The United States and European Union celebrated the agreement. On 17 October 2023, the U.S. government stated that it welcomes the agreement, as it "represents a necessary step in the continuation of an inclusive dialogue process and the restoration of democracy in Venezuela." The U.S. also eased some of its sanctions on Venezuela oil, gas and gold sectors, warning that it could reverse the relief if the agreement collapses. Human rights NGO Foro Penal, while celebrating the release of the five detainees, condemned the lack of transparency in the negotiations and declared that 270 political prisoners remained detained in Venezuela as of October 2023, when the agreement was signed.

== Broken agreement==
Despite the agreement, leading opposition candidate María Corina Machado was disqualified from the 2024 Venezuelan presidential election by Venezuela's Supreme Tribunal of Justice in January 2024.

Following poor turnout in the 2023 Venezuelan referendum, the chief prosecutor of Venezuela, Tarek William Saab, accused opposition leaders of sabotaging the referendum and issued arrest warrants for 15 of them, with charges such as treason and conspiracy. Saab—under sanctions for multiple alleged offenses—is charged by human rights organizations as "being one of the key people in the regime's efforts to use the Venezuelan justice system as an instrument of political persecution", according to an August 2024 Miami Herald article.

With the main opposition candidate banned from running, the US stated that Maduro's government had "fallen short" on its commitments, and reinstated some sanctions in April 2024.

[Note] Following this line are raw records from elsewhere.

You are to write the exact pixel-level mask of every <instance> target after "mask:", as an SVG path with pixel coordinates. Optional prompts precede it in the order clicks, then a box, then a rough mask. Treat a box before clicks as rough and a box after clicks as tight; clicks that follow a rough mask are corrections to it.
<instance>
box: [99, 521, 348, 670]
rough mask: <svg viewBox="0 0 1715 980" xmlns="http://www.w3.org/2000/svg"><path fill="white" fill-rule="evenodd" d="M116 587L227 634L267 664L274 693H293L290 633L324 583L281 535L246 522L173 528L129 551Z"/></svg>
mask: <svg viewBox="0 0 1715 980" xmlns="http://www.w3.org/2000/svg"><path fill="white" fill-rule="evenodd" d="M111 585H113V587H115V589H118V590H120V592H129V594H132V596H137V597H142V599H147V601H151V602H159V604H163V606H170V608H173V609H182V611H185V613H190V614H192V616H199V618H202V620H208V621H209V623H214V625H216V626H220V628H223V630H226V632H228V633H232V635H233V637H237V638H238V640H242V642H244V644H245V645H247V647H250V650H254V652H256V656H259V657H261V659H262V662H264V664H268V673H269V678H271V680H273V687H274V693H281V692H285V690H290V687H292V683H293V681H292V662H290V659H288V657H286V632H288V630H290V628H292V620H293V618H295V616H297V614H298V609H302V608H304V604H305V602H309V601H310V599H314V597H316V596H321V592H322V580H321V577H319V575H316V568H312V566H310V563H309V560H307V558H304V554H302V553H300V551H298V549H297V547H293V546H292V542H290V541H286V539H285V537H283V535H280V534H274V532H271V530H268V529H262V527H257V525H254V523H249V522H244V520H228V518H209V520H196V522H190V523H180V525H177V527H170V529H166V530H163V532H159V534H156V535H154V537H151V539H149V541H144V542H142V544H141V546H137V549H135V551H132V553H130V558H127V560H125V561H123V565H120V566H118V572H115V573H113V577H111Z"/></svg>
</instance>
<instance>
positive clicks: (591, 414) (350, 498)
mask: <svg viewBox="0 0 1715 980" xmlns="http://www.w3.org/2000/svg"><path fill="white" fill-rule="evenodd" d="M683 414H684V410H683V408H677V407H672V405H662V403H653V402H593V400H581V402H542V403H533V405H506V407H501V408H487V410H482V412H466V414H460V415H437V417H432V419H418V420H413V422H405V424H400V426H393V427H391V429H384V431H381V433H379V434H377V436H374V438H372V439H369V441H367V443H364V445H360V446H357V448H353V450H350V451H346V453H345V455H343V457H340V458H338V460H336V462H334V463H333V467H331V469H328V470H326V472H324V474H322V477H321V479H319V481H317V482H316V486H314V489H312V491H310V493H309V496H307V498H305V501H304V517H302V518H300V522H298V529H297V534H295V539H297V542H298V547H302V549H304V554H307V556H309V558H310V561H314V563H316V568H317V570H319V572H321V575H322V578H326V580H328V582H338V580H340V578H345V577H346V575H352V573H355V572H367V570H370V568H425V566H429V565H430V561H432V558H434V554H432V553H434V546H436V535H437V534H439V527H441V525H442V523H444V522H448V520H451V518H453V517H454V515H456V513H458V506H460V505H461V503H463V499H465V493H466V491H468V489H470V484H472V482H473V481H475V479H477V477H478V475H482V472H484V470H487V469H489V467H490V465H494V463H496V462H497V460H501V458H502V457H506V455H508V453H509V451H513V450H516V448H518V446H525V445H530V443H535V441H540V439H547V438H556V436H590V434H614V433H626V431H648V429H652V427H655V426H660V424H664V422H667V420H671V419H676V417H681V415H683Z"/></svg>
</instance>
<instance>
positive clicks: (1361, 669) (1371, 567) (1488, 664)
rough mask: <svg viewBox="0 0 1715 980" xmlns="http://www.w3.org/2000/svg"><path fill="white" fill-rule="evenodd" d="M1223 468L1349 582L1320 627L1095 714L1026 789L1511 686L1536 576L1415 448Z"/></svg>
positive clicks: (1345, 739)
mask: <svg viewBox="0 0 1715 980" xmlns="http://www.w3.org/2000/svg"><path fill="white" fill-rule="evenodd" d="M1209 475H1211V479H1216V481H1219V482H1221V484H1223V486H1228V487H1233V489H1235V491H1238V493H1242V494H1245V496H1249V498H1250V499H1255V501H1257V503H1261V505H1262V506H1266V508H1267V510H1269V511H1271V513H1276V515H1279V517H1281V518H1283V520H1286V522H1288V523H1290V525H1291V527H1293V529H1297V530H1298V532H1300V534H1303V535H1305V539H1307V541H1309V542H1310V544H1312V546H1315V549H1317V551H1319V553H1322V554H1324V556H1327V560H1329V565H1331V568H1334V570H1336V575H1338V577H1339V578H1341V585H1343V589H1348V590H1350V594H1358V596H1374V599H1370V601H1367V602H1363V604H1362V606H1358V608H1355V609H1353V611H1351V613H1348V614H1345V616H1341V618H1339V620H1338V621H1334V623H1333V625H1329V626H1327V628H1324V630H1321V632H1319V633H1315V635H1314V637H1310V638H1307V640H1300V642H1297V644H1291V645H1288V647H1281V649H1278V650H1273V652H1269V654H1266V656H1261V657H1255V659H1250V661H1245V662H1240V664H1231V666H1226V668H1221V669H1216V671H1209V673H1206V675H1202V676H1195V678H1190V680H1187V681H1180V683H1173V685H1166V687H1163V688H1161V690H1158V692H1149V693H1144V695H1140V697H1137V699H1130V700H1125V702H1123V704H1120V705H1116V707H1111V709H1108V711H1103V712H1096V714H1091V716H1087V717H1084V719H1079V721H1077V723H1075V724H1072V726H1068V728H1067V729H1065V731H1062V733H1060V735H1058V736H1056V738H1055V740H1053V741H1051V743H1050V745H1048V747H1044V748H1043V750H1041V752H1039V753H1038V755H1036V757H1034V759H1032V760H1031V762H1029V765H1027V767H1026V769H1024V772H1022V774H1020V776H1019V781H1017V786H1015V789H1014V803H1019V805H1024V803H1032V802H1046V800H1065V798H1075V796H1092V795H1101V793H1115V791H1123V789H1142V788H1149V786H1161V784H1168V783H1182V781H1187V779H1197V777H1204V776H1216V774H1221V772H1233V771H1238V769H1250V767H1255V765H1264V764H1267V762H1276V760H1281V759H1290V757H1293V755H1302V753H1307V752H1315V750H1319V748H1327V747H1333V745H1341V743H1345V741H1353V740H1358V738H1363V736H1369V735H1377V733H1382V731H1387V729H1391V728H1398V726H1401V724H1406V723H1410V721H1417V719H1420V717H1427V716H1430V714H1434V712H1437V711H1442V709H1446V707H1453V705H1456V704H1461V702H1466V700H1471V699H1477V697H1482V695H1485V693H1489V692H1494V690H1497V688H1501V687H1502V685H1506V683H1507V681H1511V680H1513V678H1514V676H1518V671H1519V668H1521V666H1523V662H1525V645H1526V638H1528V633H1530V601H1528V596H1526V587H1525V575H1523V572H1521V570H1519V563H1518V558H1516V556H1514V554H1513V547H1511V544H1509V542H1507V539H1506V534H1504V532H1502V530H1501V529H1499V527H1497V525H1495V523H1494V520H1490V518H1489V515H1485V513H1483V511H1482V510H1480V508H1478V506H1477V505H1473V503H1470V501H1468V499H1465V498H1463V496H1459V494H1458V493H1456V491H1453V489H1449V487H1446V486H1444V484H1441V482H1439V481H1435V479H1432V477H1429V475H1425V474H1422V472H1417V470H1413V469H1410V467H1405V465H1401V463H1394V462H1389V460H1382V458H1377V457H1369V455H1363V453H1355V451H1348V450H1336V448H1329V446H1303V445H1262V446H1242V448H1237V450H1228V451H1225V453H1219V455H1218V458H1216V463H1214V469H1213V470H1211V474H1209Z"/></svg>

Organizations such as the United Nations, the Organization of American States, the European Union, and Human Rights Watch, and countries including Chile, Colombia, Ecuador, Paraguay, Uruguay, Canada, United States, United Kingdom, France and Germany rejected Machado's disqualification. Several foreign political leaders condemned the disqualification, including President Luis Lacalle Pou of Uruguay, President Mario Abdo Benítez of Paraguay, and President Gustavo Petro of Colombia. At the Mercosur summit, President Alberto Fernández of Argentina and President Lula da Silva of Brazil declined to reject the disqualification. Antony Blinken, US Secretary of State, called Machado's disqualification "deeply unfortunate". The European Union High Representative for Foreign Affairs and Security Policy, Josep Borrell, stated that the disqualification "undermines democracy". On 13 July 2023, the European Parliament passed a resolution condemning the disqualification.